At the outset, and with all the transparency I can muster, I admit that I believe every believer is sent. What does that mean to me? It means I believe that deep within the Image of God DNA that we as believers have inherited, is the impulse for movement and mission from where we are, spiritually, attitudinally, and physically, to other places and spaces from the Holy Spirit. It’s genetic. (John 17:18) Those other places don’t have to be geographic spaced, but they often are. That movement, that recognizable gait, assumes that of its Father. It’s like when people say “he walks just like his father.”

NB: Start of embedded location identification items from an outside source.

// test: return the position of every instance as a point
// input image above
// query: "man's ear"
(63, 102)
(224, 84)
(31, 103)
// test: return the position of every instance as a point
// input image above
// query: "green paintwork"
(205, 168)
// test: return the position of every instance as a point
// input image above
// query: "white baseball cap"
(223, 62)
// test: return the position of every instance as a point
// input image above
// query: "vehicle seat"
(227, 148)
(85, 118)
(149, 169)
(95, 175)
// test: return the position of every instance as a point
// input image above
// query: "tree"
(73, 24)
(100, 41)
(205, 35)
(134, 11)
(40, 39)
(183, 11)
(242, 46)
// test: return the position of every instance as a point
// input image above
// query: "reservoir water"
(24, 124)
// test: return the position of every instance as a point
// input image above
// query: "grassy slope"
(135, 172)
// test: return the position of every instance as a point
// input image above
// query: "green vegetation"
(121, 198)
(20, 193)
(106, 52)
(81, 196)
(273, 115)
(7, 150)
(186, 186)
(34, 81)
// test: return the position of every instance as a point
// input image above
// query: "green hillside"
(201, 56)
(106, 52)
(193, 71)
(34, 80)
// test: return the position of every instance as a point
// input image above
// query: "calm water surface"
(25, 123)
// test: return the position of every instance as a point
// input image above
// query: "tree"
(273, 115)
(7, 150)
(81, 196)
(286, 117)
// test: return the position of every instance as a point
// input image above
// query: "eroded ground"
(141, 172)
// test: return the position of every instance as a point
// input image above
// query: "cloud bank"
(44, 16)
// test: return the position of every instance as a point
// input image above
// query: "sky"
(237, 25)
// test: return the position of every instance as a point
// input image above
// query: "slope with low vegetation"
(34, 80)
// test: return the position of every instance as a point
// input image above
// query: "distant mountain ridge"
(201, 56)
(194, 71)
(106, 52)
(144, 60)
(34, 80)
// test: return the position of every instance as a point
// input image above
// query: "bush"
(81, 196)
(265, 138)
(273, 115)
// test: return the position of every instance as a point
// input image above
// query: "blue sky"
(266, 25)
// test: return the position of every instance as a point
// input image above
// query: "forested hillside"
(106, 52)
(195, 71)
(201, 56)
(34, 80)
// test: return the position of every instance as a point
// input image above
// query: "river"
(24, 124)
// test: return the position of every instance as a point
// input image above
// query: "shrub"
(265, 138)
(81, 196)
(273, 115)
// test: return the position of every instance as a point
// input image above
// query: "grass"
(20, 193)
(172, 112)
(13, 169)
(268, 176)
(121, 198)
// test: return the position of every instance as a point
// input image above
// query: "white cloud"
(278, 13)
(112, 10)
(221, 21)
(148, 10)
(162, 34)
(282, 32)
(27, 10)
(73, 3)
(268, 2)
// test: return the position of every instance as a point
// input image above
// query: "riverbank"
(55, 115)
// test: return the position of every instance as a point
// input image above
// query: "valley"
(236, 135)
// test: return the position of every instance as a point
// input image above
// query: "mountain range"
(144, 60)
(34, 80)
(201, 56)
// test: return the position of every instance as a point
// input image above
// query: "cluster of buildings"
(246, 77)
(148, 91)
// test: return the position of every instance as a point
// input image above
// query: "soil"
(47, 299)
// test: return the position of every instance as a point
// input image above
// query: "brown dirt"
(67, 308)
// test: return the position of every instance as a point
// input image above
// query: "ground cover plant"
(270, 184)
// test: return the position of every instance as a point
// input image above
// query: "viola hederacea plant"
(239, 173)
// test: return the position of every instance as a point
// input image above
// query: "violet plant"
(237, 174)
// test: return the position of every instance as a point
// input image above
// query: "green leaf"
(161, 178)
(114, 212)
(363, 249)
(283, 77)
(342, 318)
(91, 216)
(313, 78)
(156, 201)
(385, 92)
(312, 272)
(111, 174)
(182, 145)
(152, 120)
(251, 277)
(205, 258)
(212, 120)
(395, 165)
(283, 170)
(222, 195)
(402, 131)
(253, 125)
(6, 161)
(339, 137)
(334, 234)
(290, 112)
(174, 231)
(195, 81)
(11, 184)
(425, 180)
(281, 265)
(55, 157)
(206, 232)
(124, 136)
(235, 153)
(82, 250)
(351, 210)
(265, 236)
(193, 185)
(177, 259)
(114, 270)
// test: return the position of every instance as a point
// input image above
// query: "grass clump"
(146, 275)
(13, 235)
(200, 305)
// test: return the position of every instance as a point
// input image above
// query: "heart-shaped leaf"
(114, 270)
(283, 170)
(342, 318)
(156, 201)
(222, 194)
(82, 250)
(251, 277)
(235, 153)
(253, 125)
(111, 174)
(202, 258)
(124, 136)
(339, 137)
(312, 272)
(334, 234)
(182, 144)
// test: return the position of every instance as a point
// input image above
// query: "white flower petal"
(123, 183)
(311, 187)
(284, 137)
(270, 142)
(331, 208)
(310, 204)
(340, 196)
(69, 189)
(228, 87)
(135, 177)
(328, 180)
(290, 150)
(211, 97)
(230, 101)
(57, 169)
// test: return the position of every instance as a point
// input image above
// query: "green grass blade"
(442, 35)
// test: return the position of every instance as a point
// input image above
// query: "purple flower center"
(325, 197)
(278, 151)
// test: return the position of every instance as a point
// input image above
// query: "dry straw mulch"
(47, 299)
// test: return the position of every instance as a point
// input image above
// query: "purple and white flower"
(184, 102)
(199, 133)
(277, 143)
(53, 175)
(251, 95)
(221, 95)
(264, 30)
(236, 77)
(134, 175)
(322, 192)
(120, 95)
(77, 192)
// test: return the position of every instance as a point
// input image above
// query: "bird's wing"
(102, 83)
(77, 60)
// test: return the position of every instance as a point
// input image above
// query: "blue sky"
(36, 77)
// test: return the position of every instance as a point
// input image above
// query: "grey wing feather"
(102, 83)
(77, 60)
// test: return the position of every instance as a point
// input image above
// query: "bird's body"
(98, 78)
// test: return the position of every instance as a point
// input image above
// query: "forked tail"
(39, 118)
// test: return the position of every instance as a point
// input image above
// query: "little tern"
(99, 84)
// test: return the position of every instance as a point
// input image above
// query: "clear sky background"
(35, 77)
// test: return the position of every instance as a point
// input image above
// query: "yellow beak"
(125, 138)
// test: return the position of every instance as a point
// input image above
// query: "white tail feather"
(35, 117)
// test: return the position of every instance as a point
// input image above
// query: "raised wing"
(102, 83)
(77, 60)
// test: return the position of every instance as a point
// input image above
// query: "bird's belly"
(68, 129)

That sent-ness was manifested as “the exact representation” (Hebrews 1:3) of the Father in Jesus’ mission. He did the will of the Father who sent him. (John 6:38) As a missionary in the more traditional understanding of the word, I can get too focused on the idea that everyone is sent and worse, that everyone must ‘live as sent,’ even if I can substantiate my understanding of that from scripture. My purpose in writing this is not to debate whether or not every believer is sent, but to express a concern that sent-ness can quickly descend into the burdensome yoke category.
What is a burdensome yoke? It’s the heavy burden of a system of works that religious purveyors lay on the backs of the people who Jesus is offering relief to. Jesus was, and is, offering a streamlined yoke that goes from zero to eternity without burning the environment damaging fuel of human religion.
Within the various ‘missional’ movements, and I’m not picking on any particular stream, there’s a lot of pressure to;
1. Accept sent-ness in your heart. – “Confess with your mouth that you are sent, and you will be saved.”
2. Wait in Jerusalem for power from on high. – You shall be my witnesses at the conference, in the parking lot, at the coffee shops, and in the uttermost parts of the world.
3. Be baptized. – Believe in our sent-ness and be baptized, or you shall receive eternal strife.
4. Do not forsake the gatherings. – as the manner of some is; but exhort one another: and many more, as ye see the end of the missional movement approaching.
5. Make Disciple of all nations. – Teach them to consume all that we have written.
Yes, I’m being cheeky. Forgive me of my haphazard hyperboles.
Timothy C. Tennent said that,”Evangelicals would rather be a respected “acolyte in the Temple of the Global Market God” than a prophetic voice in a culture that revels in using religious, even Christian, language to baptize the autonomous self.”
I must confess that I have carved out a few yokes of my design. I have called others to minister like I do, work like I do, and mission like I do. Oddly enough, I discovered that those yokes were not ‘one size fits all.’ Even ‘best practices’ discovered through genuine trial an error may not be the best practices for others. Reverse engineering from missional success stories rarely works. Being all missional things to all missional people is easy. Being all things to all people is not. My white chocolate dipped yoke does melt in other people’s hands. And so, as I try to figure out at what point my own sent-ness rhetoric becomes religion I’ll ask you two questions;
How do you promote sent-ness without imposing it?
What sorts of signs, in your view, are indicative of sent-ness becoming a religious rack?